Congestion pricing is a response to externalities – costs or benefits that are generated by one party but incurred by another. Clogged city streets and air pollution are externalities created by urban car users, many of whom live outside the city.

This concept has been around for some time. British economist Arthur Pigou discussed it as early as 1920 as part of his attempt to remedy the suboptimal workings of the market system. In Pigou’s view, taxing harmful activities would discourage people from engaging in them.


Other thinkers took up this idea. In 1963, Canadian economist William Vickrey, a future Nobel laureate, argued that roads were scarce resources that needed to be valued by imposing costs on users.

This approach is behind behavioral economics, the policy strategy of using “nudges” that preserve choice but encourage certain actions. Congestion pricing assumes that increased prices will make people heading into New York think more carefully about their travel patterns, and about alternatives to driving.

Congestion pricing in a city a big as New York is no small step. The New York plan was presented to the board of the Metropolitan Transit Authority in November 2023 after years of study and a detailed environmental impact assessment, required by federal law.
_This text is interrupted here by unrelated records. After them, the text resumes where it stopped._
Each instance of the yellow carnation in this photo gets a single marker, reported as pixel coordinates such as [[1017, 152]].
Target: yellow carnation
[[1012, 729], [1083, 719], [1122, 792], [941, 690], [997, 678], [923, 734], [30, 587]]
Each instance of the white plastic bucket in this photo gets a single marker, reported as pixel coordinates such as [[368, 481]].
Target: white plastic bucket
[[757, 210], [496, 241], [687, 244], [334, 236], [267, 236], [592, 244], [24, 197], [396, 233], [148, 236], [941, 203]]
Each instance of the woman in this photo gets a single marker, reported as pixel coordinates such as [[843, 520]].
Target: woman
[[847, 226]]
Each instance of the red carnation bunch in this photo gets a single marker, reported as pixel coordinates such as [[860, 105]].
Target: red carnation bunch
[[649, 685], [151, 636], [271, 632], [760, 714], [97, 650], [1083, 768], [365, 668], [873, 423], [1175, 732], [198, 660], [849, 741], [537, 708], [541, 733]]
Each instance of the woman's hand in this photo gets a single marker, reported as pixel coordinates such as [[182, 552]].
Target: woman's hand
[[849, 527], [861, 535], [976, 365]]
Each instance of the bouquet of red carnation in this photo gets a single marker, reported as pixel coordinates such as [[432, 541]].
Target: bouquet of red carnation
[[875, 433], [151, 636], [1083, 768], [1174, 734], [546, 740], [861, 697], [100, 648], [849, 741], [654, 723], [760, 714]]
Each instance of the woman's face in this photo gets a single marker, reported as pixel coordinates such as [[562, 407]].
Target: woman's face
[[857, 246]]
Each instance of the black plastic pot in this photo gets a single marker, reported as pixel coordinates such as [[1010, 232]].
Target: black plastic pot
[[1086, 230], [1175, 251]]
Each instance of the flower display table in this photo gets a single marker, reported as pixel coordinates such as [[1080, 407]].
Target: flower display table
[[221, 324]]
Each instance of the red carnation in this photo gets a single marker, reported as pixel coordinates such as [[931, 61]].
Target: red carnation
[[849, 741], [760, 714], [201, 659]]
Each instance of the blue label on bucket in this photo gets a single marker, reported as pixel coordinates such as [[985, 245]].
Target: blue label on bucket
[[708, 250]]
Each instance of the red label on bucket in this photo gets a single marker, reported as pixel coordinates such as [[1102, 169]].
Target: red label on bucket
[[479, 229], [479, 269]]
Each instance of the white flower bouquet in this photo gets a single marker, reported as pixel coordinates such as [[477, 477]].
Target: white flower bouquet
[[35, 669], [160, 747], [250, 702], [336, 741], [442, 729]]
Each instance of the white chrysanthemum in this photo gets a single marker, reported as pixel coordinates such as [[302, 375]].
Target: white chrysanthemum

Project sponsors, which include several city agencies and the state transportation department, stated in the impact assessment that on an average weekday, an estimated 1.86 million people entered lower Manhattan by motor vehicle. Travel speeds in Manhattan’s central business district, below 60th Street, declined by 23% between 2010 and 2019, from 9.1 to 7.1 mph. The traffic was generating air and noise pollution, wasting travelers’ time, increasing business costs and preventing emergency vehicles from responding quickly to accidents.